New York: House of Anthony, Parker & Co. of New Castle upon Tyne, 1855. Envelope or Cover. This two-page bifold circular measures 8” x 10”. It was printed on 13 March 1855 and subsequently mailed from the coal company’s agent in New York to the Boston Gas Light Company. It bears a circular red “New York/PAID” postmark (of a typed mainly used for printed matter) dated “MAR 23”. Although no postal rated is shown, at the time, the cost to send up to three ounces of printed matter was one cent. The circular is in nice shape with mailing folds and light postal wear. In it, Hart provides assurance that the Crimean War neither interrupted British bituminous coal production nor increased its price. Additionally, there are several tables comparing coal production and pricing.. Very good. Item #009698
In the mid-1800s, the use of natural gas as an energy source was unknown. Although coal-manufactured gas first began to be used in Great Britain in the 1800s and the United States in 1820s, it wasn’t until the 1850s that it began to become a viable method for providing public, residential, and industrial lighting in the eastern half of the United States. This was primarily due to the abundance of natural forests that provided more than enough wood to use as fuel.

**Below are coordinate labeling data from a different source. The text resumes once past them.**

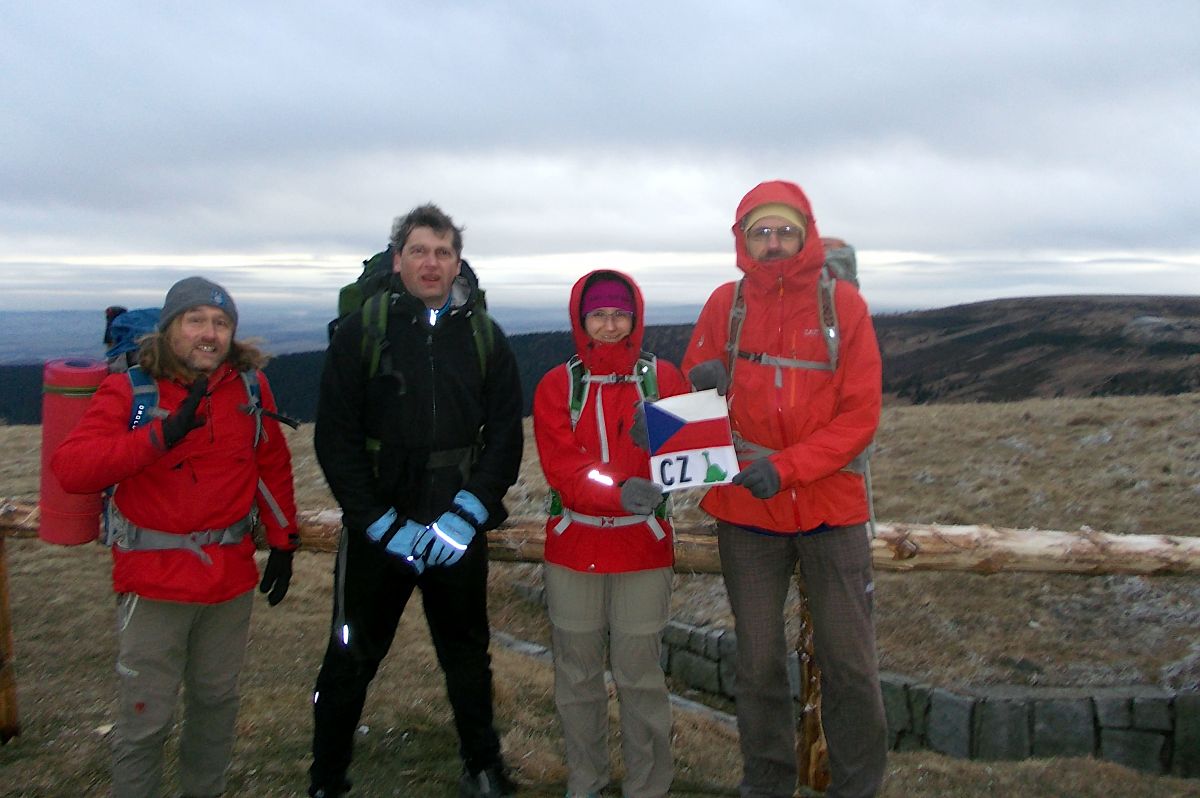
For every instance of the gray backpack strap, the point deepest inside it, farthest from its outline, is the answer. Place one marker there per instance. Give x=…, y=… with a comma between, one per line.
x=827, y=306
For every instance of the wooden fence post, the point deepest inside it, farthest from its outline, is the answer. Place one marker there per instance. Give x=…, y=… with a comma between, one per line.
x=10, y=726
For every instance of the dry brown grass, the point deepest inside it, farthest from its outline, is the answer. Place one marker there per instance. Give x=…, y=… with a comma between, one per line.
x=1128, y=465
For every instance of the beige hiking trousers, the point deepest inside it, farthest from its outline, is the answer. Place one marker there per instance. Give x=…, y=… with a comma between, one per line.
x=163, y=645
x=627, y=613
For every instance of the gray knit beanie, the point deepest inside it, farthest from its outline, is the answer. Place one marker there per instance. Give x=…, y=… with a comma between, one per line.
x=193, y=292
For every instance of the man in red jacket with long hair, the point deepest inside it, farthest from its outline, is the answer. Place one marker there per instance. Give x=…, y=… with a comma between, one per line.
x=193, y=475
x=799, y=366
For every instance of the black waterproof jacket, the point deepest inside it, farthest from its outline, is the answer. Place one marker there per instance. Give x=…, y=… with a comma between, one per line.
x=436, y=400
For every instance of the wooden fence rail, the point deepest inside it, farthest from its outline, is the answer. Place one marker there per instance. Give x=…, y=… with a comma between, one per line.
x=897, y=547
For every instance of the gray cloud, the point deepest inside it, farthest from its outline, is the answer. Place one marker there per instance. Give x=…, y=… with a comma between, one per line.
x=958, y=131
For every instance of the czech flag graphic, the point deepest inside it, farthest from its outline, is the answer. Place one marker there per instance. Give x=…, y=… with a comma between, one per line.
x=690, y=441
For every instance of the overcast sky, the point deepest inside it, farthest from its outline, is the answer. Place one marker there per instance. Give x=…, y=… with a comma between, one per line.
x=970, y=150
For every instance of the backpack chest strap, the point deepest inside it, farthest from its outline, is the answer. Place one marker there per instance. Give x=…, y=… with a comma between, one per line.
x=610, y=522
x=127, y=535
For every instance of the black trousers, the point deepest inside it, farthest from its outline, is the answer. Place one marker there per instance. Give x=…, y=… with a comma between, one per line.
x=371, y=589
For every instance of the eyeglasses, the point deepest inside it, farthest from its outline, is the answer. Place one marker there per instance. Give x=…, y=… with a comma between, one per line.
x=787, y=233
x=616, y=317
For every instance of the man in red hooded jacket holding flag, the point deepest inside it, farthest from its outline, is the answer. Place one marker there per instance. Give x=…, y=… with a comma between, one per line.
x=797, y=360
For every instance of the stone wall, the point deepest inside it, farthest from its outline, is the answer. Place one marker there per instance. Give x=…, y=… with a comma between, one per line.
x=1147, y=729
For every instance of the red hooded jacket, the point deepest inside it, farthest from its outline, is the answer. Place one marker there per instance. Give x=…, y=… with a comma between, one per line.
x=568, y=456
x=209, y=480
x=817, y=420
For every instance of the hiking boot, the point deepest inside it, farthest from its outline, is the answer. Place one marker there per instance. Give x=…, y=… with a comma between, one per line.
x=330, y=791
x=489, y=783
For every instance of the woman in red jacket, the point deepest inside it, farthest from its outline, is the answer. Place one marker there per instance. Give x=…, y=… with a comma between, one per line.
x=609, y=545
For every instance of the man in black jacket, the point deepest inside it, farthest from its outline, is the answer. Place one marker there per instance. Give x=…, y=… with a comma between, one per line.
x=419, y=438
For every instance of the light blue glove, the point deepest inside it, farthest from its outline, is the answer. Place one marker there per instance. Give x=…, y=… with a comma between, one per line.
x=402, y=543
x=447, y=539
x=382, y=525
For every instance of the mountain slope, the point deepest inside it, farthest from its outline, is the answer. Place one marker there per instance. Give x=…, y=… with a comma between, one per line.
x=987, y=352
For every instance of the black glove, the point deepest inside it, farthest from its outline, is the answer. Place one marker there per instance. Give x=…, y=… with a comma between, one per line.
x=637, y=432
x=640, y=496
x=184, y=419
x=761, y=478
x=711, y=373
x=276, y=576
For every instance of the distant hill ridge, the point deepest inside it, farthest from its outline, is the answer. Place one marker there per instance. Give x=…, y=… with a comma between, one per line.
x=996, y=351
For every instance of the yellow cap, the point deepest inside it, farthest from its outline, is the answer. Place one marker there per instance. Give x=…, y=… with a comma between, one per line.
x=774, y=209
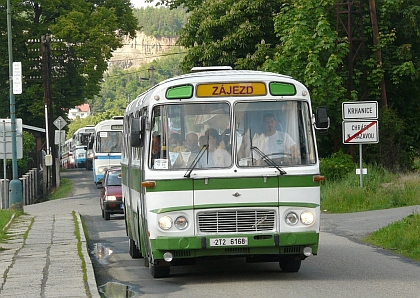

Although, American anthracite began to be used for heating and industry in the 1840s, it was the softer bituminous coal that was used to produce gas for lighting. While the mines of Pennsylvania grew rapidly, much of the coal use for American lighting was imported from the United Kingdom, especially Newcastle.
The Boston Gas Light Company was among the pioneer coal gas manufactures in the United States. Although founded in 1822, concerns regarding laying of gas pipes and their locations were argued for a number of years, delaying the first lighting of a gas streetlamp until 1829. By 1838, 28 gas lamps had been installed and 180 by the following year. By 1862, the city had over 4,300 in operation. (For more information, see Former Manufactured Gas Plants, Adam’s “The US Coal Industry in the Nineteenth Century,” and Gray’s “The Gas Supply of Boston” in the July 1898 issue of The Quarter Journal of Economics via JSTOR, all available online.).